Dan Liston (from sonny.org? what a punch in the face) asked,
Well, first there's the question in the subject line, which didn't
reappear in the text.
The basic difference between ^TO and ^TO_ is that ^TO_ will not match a
string that ends in a hyphen, while ^TO will. Stephen was going to
change ^TO so as not to match a string ending in a hyphen, but (perhaps
other people as well and) I pointed out that the use of ^TOname to catch
such things as "To: owner-name" or "To: real-name," and he didn't want
to break that, plus he regretted not having named it ^TO_ in the first
place, so he left ^TO as it was and added ^TO_, which was the token he
had wanted to use originally anyway, to have the expansion he had really
wanted originally.
1. Is the global /etc/procmailrc *always* used since it exists?
It is used when procmail is invoked with no rcfiles named on its command
line. Note that the -m option requires naming exactly one rcfile, so
procmail -m never reads /etc/procmailrc unless that's the named rcfile
or the named rcfile calls /etc/procmailrc with INCLUDERC or SWITCHRC.

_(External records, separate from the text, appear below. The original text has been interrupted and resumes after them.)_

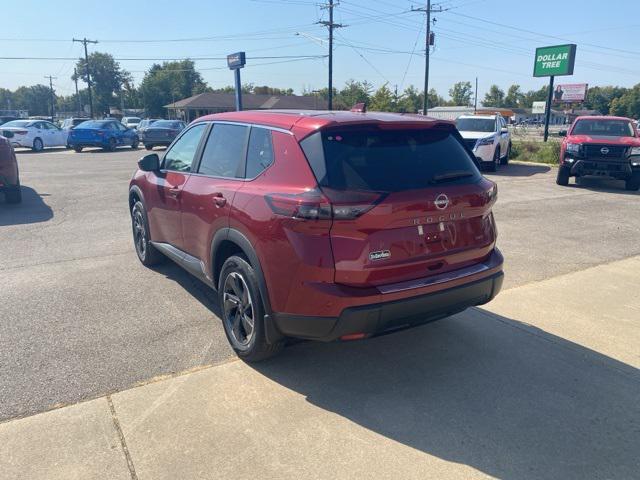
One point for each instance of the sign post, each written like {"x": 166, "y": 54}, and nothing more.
{"x": 235, "y": 62}
{"x": 549, "y": 62}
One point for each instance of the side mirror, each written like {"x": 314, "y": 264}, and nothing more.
{"x": 149, "y": 163}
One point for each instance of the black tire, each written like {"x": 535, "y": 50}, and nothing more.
{"x": 147, "y": 253}
{"x": 505, "y": 159}
{"x": 563, "y": 176}
{"x": 38, "y": 146}
{"x": 243, "y": 311}
{"x": 111, "y": 147}
{"x": 13, "y": 194}
{"x": 632, "y": 184}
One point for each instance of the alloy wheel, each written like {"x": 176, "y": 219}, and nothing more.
{"x": 238, "y": 309}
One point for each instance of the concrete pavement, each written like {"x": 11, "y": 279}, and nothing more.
{"x": 537, "y": 384}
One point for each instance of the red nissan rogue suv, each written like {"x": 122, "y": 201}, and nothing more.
{"x": 321, "y": 225}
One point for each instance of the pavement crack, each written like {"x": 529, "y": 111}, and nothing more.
{"x": 123, "y": 442}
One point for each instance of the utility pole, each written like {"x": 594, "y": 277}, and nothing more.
{"x": 475, "y": 98}
{"x": 429, "y": 41}
{"x": 78, "y": 102}
{"x": 331, "y": 25}
{"x": 84, "y": 41}
{"x": 53, "y": 99}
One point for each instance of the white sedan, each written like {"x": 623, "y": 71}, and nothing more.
{"x": 36, "y": 134}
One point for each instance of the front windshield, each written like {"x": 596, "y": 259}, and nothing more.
{"x": 18, "y": 123}
{"x": 166, "y": 124}
{"x": 476, "y": 124}
{"x": 604, "y": 128}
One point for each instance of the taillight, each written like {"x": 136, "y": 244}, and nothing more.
{"x": 323, "y": 205}
{"x": 309, "y": 205}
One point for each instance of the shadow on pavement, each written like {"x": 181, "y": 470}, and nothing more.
{"x": 489, "y": 392}
{"x": 201, "y": 292}
{"x": 607, "y": 185}
{"x": 518, "y": 170}
{"x": 33, "y": 209}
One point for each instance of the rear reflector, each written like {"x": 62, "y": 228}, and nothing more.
{"x": 323, "y": 205}
{"x": 353, "y": 336}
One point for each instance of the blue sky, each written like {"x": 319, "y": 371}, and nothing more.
{"x": 491, "y": 39}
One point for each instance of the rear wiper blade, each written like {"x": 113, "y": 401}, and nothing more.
{"x": 445, "y": 177}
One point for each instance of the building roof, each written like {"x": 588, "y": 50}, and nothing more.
{"x": 303, "y": 122}
{"x": 220, "y": 101}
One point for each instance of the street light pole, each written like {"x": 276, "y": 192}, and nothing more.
{"x": 84, "y": 41}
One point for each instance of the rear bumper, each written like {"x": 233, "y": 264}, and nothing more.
{"x": 620, "y": 169}
{"x": 378, "y": 317}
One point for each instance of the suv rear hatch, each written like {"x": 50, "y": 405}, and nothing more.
{"x": 408, "y": 201}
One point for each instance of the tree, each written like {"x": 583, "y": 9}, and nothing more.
{"x": 514, "y": 97}
{"x": 461, "y": 93}
{"x": 36, "y": 99}
{"x": 107, "y": 79}
{"x": 383, "y": 100}
{"x": 627, "y": 105}
{"x": 494, "y": 97}
{"x": 168, "y": 83}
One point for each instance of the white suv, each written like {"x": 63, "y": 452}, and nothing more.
{"x": 488, "y": 137}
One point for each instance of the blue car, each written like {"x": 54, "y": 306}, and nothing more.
{"x": 107, "y": 134}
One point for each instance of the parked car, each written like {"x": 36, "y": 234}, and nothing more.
{"x": 9, "y": 175}
{"x": 5, "y": 119}
{"x": 602, "y": 147}
{"x": 107, "y": 134}
{"x": 488, "y": 137}
{"x": 143, "y": 125}
{"x": 131, "y": 122}
{"x": 162, "y": 133}
{"x": 325, "y": 226}
{"x": 36, "y": 134}
{"x": 70, "y": 123}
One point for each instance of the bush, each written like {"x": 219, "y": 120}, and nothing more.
{"x": 532, "y": 151}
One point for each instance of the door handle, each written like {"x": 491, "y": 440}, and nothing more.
{"x": 219, "y": 200}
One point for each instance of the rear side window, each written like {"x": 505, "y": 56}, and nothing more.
{"x": 259, "y": 152}
{"x": 387, "y": 160}
{"x": 224, "y": 153}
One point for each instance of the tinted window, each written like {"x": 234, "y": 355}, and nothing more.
{"x": 180, "y": 156}
{"x": 387, "y": 161}
{"x": 259, "y": 152}
{"x": 18, "y": 123}
{"x": 476, "y": 124}
{"x": 224, "y": 152}
{"x": 607, "y": 128}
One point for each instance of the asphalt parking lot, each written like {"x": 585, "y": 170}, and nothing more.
{"x": 80, "y": 317}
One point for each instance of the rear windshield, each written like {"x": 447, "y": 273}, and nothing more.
{"x": 93, "y": 124}
{"x": 476, "y": 124}
{"x": 605, "y": 128}
{"x": 387, "y": 160}
{"x": 167, "y": 124}
{"x": 18, "y": 123}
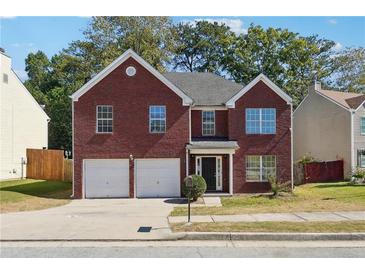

2. Are the recipes in the global file given a precedence over a
personal rc file? Or should I "INCLUDERC" the /etc/procmailrc
from my personal ~/.procmailrc file?
If procmail reaches the end of /etc/procmailrc without completing
delivery, it drops privileges and moves to ~/.procmailrc. Do *not* call
~/.procmailrc as an INCLUDERC within /etc/procmailrc, or it may be run
twice, and especially don't do that if you haven't dropped privileges
yet, because then ~/.procmailrc will be processed as root.
3. When is the right time in the /etc/procmailrc to DROPPRIVS?
I assume this means procmail is running as root or mail until
a DROPPRIVS=yes is encountered, at which time, procmail will
run as the user a message is to be delivered to.
That depends on the code in /etc/procmailrc. If none of it requires
root rights, drop at the beginning. In any case, procmail will drop
them automatically if it gets to the end of /etc/procmailrc without
completing delivery and moves to ~/.procmailrc.
4. When it is better to use the /etc/procmailrcs/some-recipe.rc
file location?
There I can't help you, so let's wait for someone else to step forward.